CANAAN VALLEY, W.Va — Timothy M. Kelly, a retired newspaper executive and member of AARP’s Board of Directors, will participate in the editorial board discussion at WVPA Convention 2014.
The editorial board program — part newspaper industry training exercise and part AARP policy review — brings AARP representatives and West Virginia newspaper editors together for a discussion of AARP’s viewpoint on national issues that will impact West Virginia’s population.

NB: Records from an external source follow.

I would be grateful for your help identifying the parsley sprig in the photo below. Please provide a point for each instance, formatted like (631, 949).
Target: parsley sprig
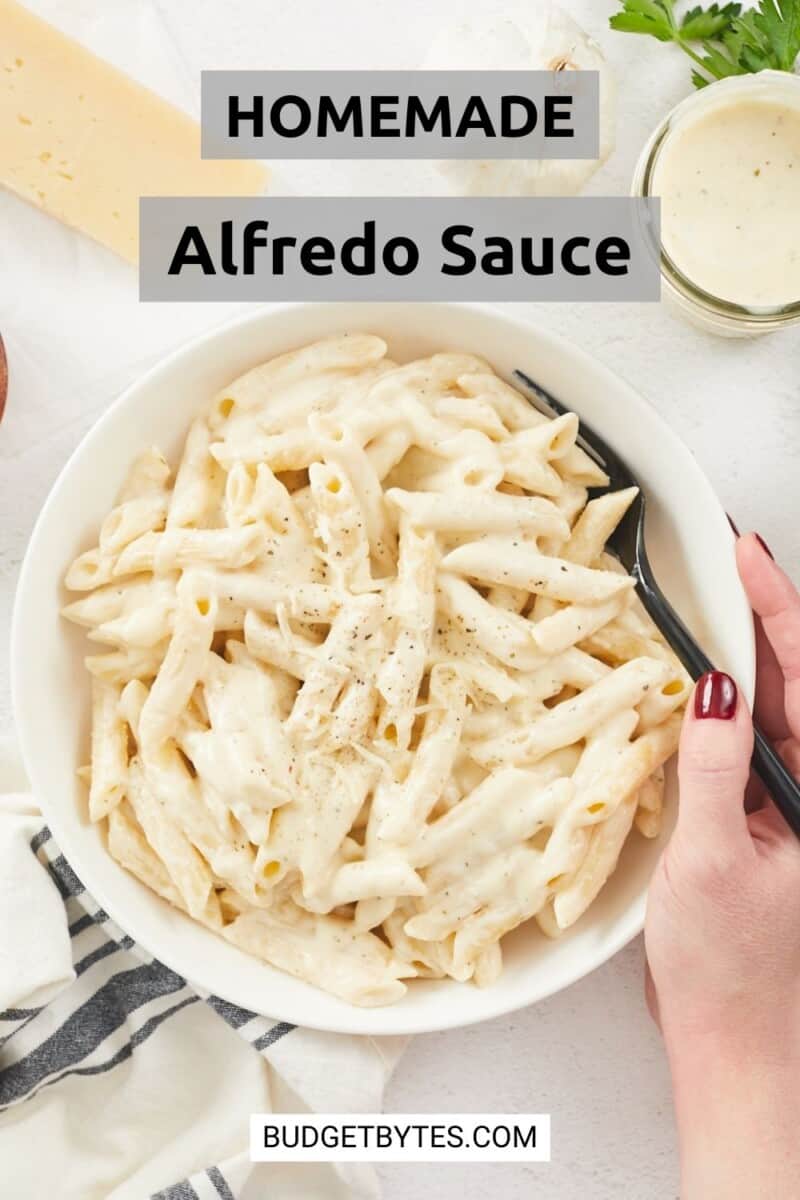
(721, 39)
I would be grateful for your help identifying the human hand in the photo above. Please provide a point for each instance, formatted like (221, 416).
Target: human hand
(723, 922)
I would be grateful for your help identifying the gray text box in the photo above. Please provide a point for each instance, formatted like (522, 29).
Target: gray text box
(382, 103)
(322, 262)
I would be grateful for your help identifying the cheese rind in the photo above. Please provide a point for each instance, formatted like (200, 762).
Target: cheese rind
(82, 141)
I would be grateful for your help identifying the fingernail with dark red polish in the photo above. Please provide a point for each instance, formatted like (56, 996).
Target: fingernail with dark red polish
(715, 696)
(764, 546)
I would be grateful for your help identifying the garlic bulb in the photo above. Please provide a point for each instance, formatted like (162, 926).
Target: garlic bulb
(524, 35)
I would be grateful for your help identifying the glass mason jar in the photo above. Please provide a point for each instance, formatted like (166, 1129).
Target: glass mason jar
(703, 309)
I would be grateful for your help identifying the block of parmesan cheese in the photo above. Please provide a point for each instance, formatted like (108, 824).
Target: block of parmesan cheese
(83, 141)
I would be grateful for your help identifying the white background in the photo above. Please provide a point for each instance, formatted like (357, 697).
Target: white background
(76, 335)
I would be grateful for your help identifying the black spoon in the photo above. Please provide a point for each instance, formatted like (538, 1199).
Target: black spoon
(627, 543)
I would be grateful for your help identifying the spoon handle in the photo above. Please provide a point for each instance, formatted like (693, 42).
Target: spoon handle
(782, 786)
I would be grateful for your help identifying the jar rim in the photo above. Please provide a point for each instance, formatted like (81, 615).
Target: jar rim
(710, 304)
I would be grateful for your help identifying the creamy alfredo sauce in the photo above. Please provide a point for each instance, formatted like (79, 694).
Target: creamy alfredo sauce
(729, 181)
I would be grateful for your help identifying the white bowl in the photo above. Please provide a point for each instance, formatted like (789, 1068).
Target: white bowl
(691, 549)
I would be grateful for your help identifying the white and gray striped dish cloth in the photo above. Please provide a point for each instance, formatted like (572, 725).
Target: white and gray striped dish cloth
(121, 1081)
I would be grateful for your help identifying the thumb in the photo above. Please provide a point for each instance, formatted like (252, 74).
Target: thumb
(716, 744)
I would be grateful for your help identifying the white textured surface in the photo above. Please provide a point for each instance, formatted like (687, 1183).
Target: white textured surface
(588, 1056)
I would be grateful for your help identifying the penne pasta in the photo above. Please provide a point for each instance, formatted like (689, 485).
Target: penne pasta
(372, 693)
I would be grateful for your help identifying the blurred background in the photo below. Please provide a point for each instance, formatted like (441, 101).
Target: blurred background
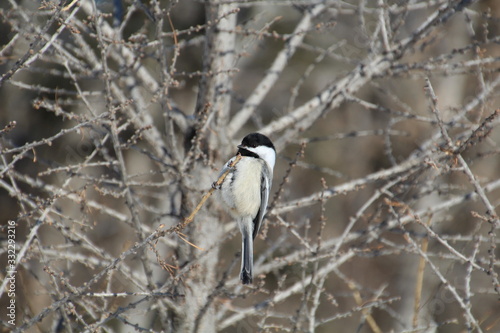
(116, 117)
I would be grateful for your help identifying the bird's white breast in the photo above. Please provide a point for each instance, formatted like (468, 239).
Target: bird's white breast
(241, 190)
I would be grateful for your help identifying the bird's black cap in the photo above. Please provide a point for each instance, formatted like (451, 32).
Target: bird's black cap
(256, 139)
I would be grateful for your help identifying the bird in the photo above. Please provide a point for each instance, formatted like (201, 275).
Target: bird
(245, 192)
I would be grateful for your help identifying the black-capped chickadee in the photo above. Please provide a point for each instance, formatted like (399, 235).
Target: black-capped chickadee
(245, 192)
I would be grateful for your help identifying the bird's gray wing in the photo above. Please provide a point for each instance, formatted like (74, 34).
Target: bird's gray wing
(265, 187)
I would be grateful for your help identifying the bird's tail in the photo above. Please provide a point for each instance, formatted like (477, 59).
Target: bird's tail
(246, 253)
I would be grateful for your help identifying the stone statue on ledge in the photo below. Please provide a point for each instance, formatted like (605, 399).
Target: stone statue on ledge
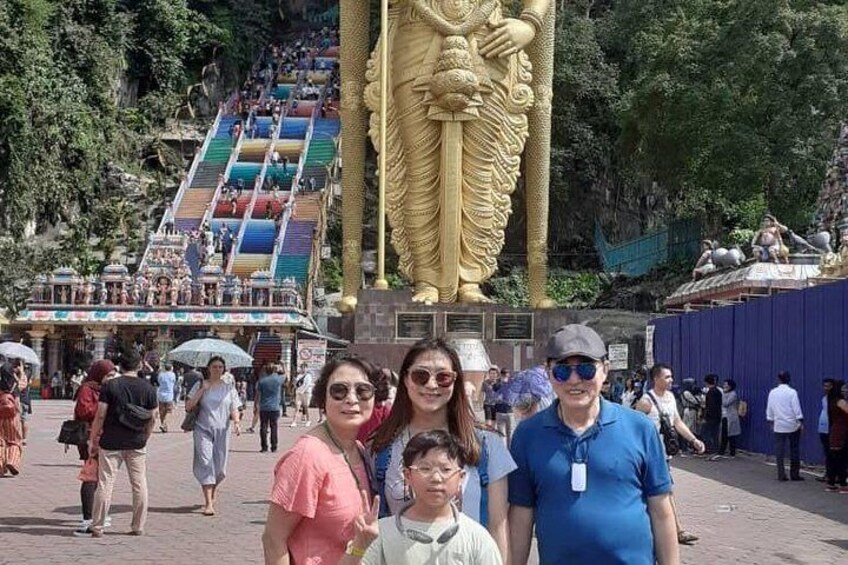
(767, 242)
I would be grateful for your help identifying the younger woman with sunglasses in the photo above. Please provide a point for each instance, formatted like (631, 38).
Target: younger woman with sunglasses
(320, 482)
(431, 396)
(430, 528)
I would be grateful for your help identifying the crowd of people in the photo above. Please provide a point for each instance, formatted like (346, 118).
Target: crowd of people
(400, 469)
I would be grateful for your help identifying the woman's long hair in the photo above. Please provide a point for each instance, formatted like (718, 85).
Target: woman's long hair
(460, 417)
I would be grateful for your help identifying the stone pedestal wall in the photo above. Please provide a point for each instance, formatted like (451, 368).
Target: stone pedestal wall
(372, 329)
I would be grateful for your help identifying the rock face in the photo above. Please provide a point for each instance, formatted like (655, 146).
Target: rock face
(833, 199)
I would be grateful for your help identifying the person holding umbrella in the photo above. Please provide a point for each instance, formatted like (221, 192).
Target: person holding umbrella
(218, 403)
(11, 437)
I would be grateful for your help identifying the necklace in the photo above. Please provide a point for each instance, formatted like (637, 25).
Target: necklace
(344, 454)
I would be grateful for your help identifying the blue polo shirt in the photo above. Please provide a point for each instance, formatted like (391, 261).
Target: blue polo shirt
(607, 523)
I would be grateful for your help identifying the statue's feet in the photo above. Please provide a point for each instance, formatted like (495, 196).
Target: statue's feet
(425, 293)
(471, 294)
(346, 304)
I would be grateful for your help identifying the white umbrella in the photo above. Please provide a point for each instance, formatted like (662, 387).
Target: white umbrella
(15, 350)
(198, 352)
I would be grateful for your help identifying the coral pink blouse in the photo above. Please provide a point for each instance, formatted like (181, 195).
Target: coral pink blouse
(313, 481)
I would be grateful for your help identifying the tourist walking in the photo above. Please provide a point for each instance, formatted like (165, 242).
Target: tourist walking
(712, 414)
(268, 393)
(490, 396)
(692, 401)
(165, 395)
(123, 423)
(783, 412)
(629, 394)
(85, 410)
(382, 406)
(218, 404)
(660, 405)
(302, 396)
(731, 427)
(431, 396)
(837, 456)
(319, 483)
(606, 500)
(11, 435)
(824, 423)
(430, 527)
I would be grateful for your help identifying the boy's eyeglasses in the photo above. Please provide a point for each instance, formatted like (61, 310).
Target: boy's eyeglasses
(562, 372)
(340, 391)
(429, 471)
(422, 376)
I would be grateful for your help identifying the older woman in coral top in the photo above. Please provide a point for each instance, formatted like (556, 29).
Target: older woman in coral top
(320, 482)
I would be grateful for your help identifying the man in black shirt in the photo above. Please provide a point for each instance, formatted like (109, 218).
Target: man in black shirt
(712, 414)
(125, 416)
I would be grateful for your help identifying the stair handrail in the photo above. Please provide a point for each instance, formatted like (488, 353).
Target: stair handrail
(186, 182)
(248, 211)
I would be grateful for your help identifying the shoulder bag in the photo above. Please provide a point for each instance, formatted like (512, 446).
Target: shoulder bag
(73, 432)
(671, 440)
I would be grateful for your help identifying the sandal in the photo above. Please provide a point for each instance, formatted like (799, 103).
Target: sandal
(685, 538)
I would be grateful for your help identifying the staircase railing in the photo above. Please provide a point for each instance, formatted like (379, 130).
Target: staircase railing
(186, 182)
(248, 212)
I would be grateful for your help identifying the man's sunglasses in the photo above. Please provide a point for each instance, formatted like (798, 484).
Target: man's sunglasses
(586, 371)
(340, 391)
(422, 376)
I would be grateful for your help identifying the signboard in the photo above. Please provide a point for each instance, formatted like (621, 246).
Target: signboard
(414, 325)
(311, 354)
(514, 327)
(619, 356)
(649, 346)
(456, 323)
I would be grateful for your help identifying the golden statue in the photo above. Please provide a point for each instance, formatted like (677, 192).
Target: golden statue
(459, 94)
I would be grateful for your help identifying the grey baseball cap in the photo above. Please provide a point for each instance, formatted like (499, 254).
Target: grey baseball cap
(576, 340)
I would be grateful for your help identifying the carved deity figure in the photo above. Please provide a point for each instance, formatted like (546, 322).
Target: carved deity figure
(768, 242)
(705, 264)
(458, 96)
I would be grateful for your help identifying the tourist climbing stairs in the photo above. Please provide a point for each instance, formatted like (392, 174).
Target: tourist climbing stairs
(267, 348)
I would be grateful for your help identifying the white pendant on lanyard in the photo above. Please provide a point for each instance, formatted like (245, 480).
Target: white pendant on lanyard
(578, 477)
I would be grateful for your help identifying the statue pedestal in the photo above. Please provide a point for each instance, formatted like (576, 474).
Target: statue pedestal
(386, 323)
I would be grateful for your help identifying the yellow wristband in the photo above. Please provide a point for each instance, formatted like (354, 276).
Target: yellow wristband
(354, 551)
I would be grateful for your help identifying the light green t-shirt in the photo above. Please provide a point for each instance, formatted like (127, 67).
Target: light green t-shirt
(472, 545)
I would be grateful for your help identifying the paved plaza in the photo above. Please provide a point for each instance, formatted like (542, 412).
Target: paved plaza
(741, 512)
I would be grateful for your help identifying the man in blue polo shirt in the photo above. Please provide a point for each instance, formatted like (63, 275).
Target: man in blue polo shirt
(591, 475)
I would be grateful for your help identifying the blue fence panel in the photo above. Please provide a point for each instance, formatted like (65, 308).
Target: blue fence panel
(801, 332)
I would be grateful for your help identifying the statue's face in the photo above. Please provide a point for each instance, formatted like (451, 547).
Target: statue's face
(456, 9)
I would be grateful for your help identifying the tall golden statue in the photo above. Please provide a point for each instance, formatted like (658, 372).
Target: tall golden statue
(460, 88)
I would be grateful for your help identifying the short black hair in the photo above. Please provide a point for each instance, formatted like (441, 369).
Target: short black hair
(319, 390)
(655, 370)
(421, 444)
(130, 360)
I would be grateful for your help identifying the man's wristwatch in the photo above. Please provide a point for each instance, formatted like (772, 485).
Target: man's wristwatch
(354, 551)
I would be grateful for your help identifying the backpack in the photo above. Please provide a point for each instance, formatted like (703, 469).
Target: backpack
(382, 460)
(671, 440)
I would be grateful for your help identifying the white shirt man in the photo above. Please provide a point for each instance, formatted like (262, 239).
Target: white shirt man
(783, 411)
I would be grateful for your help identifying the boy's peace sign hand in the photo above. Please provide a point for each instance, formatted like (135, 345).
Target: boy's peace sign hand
(365, 525)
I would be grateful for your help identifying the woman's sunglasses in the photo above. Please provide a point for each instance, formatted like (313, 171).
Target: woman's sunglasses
(562, 372)
(422, 376)
(340, 391)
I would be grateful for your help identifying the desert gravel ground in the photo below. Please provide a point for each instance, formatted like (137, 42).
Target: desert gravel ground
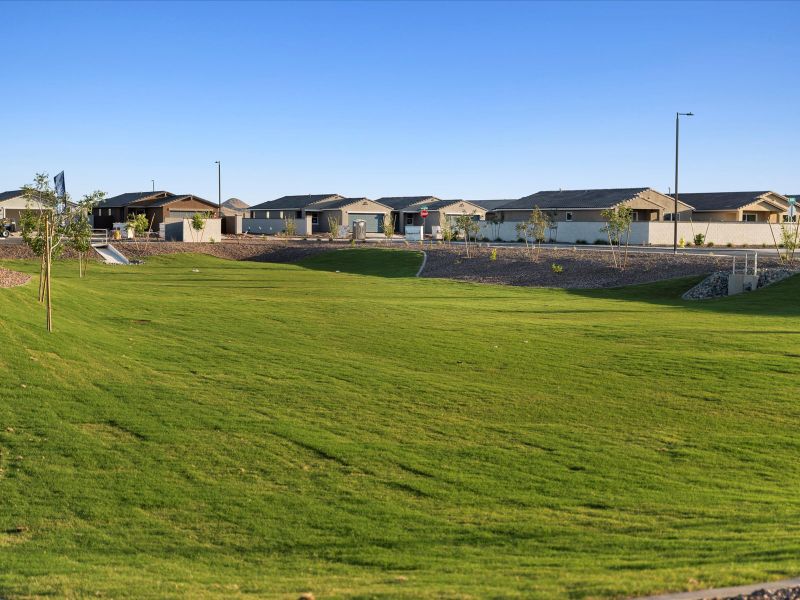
(12, 278)
(581, 268)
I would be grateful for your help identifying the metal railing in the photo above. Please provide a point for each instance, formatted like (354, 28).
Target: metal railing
(749, 266)
(99, 237)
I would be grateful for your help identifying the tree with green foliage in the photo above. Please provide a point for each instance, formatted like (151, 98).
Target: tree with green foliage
(198, 225)
(533, 230)
(79, 231)
(466, 223)
(447, 229)
(333, 227)
(388, 227)
(48, 223)
(618, 225)
(289, 227)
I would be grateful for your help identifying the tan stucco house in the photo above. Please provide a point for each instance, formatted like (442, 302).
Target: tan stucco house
(588, 205)
(406, 210)
(13, 203)
(317, 210)
(749, 207)
(159, 207)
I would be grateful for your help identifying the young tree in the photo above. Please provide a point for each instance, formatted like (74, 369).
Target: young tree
(49, 222)
(618, 224)
(290, 227)
(467, 224)
(198, 225)
(80, 229)
(388, 227)
(448, 232)
(533, 230)
(495, 221)
(333, 226)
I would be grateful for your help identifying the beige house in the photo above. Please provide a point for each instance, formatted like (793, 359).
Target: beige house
(588, 205)
(748, 207)
(316, 212)
(12, 204)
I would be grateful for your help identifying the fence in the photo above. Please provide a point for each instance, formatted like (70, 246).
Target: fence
(655, 233)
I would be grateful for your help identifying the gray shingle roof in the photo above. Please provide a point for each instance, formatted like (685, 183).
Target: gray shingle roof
(156, 202)
(127, 199)
(294, 202)
(10, 194)
(559, 199)
(401, 202)
(720, 200)
(491, 204)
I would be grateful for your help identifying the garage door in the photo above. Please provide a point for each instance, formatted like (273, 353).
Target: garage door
(374, 221)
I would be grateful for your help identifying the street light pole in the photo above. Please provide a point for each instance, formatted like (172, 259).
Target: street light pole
(219, 187)
(675, 214)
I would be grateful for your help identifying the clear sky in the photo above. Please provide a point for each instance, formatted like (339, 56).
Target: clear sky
(469, 100)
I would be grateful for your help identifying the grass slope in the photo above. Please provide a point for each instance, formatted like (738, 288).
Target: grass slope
(261, 430)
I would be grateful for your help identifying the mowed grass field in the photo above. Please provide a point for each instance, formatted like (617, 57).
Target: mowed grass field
(262, 430)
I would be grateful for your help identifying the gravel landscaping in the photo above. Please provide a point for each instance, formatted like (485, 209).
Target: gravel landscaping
(12, 278)
(783, 594)
(580, 268)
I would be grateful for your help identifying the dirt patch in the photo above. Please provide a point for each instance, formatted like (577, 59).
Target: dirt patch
(12, 278)
(580, 268)
(261, 250)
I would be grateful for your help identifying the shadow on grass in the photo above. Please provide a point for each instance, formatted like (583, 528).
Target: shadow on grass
(375, 262)
(779, 299)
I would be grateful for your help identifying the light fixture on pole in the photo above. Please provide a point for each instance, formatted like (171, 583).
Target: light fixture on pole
(675, 214)
(219, 187)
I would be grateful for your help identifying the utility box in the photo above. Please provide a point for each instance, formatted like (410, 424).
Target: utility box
(359, 230)
(414, 233)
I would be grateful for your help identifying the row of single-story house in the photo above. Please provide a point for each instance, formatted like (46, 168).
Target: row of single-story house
(313, 213)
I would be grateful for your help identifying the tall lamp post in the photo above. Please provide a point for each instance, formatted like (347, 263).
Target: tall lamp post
(219, 187)
(675, 214)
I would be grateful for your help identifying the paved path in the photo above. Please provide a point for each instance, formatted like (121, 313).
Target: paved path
(730, 592)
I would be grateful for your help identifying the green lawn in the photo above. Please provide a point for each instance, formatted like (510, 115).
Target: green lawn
(263, 430)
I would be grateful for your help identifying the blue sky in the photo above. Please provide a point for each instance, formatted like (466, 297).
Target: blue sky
(470, 100)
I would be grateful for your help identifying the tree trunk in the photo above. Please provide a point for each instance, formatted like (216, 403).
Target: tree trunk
(47, 277)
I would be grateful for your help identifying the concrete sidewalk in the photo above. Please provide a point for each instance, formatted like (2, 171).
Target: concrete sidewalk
(729, 592)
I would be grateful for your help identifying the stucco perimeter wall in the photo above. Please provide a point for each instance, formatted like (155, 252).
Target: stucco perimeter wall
(272, 226)
(211, 232)
(646, 233)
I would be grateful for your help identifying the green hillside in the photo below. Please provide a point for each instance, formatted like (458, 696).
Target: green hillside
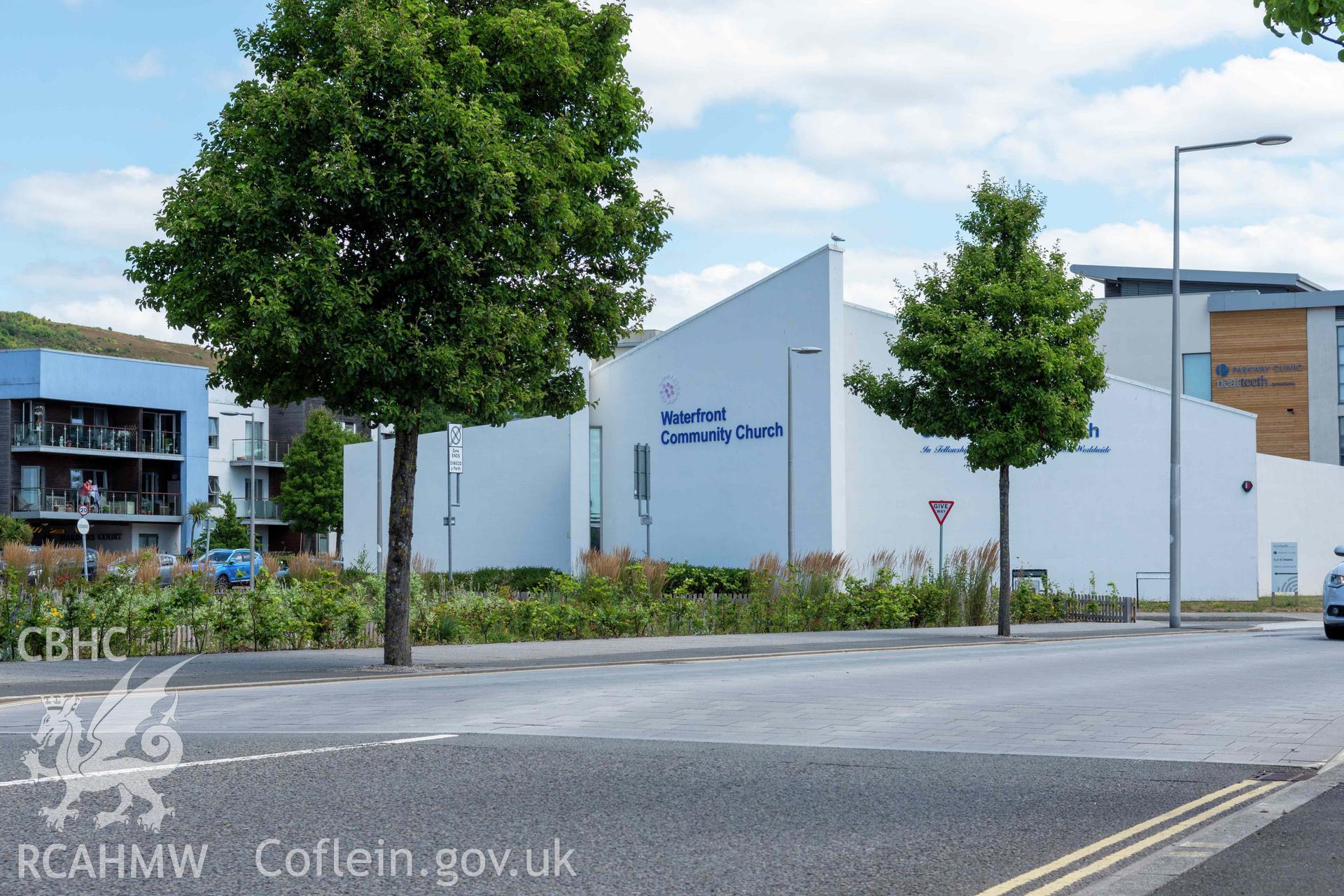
(19, 330)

Kelly was appointed to the all-volunteer, 22-member AARP board of directors in May 2012. The board is the governing body of AARP and approves all policies, programs, activities and services for AARP’s millions of members. Part of the board’s duties are to determine the associations’s state and national legislative policy agenda and to set policy that guides the association’s strategic plans and activities.
But based on his professional resume, Kelly would be comfortable on either side of the table.
In 2011, Kelly ended a 46-year career in journalism, retiring after serving for 15 year as president and publisher of the Lexington Herald-Leader. He had also served a period as executive editor for the Lexington, Ky., publication.
His 46-year journalism career began at 17 as a part-time sportswriter for his hometown newspaper, the Daily Independent in Ashland. By age 25, he was executive sports editor for the Philadelphia Inquirer. He also held leadership roles at the Dallas Times Herald, The Denver Post, the Los Angeles Daily News and The Orange County (Calif.) Register before returning to Lexington in 1989 as executive editor.
The Denver Post and Orange County Register won Pulitzer Prizes while Kelly was managing editor.
At the Herald-Leader, Kelly won the Ida B. Wells Award for diversity achievements in the news industry; two individual Excellence Awards from Knight Ridder, the paper’s previous corporate parent; and the Commonwealth of Kentucky’s White Ribbon Project recognizing “Men Helping End Violence Against Women.”